Music_Generator / audiocraft /docs /MUSICGEN_STYLE.md
annapurnapadmaprema-ji's picture
Upload 278 files
2631d60 verified
# MusicGen-Style: Audio Conditioning for Music Generation via Discrete Bottleneck Features
AudioCraft provides the code and models for MusicGen-Style, [Audio Conditioning for Music Generation via Discrete Bottleneck Features][arxiv].
MusicGen-Style is a text-and-audio-to-music model that can be conditioned on textual and audio data (thanks to a style conditioner).
The style conditioner takes as input a music excerpt of a few seconds (between 1.5 and 4.5) extracts some features that are used by the model to generate music in the same style.
This style conditioning can be mixed with textual description.
Check out our [sample page][musicgen_style_samples] or test the available demo!
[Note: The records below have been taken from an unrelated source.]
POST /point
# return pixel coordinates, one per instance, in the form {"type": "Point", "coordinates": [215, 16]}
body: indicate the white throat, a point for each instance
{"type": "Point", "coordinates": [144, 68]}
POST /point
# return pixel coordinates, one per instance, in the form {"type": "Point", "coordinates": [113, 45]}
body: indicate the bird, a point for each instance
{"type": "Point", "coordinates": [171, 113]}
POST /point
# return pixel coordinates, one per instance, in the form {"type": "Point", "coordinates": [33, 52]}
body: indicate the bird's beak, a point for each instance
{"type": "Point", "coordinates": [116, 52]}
We use 16K hours of licensed music to train MusicGen-Style. Specifically, we rely on an internal dataset
of 10K high-quality music tracks, and on the ShutterStock and Pond5 music data.
## Model Card
See [the model card](../model_cards/MUSICGEN_STYLE_MODEL_CARD.md).
## Installation
Please follow the AudioCraft installation instructions from the [README](../README.md).
MusicGen-Stem requires a GPU with at least 16 GB of memory for running inference with the medium-sized models (~1.5B parameters).
## Usage
1. You can play with MusicGen-Style by running the jupyter notebook at [`demos/musicgen_style_demo.ipynb`](../demos/musicgen_style_demo.ipynb) locally (if you have a GPU).
2. You can use the gradio demo locally by running python -m demos.musicgen_style_app --share.
3. You can play with MusicGen by running the jupyter notebook at demos/musicgen_style_demo.ipynb locally (if you have a GPU).
## API
We provide a simple API 1 pre-trained model with MERT used as a feature extractor for the style conditioner:
- `facebook/musicgen-style`: medium (1.5B) MusicGen model, text and style to music, generates 30-second samples - [🤗 Hub](https://huggingface.co/facebook/musicgen-style)
In order to use MusicGen-Style locally **you must have a GPU**. We recommend 16GB of memory.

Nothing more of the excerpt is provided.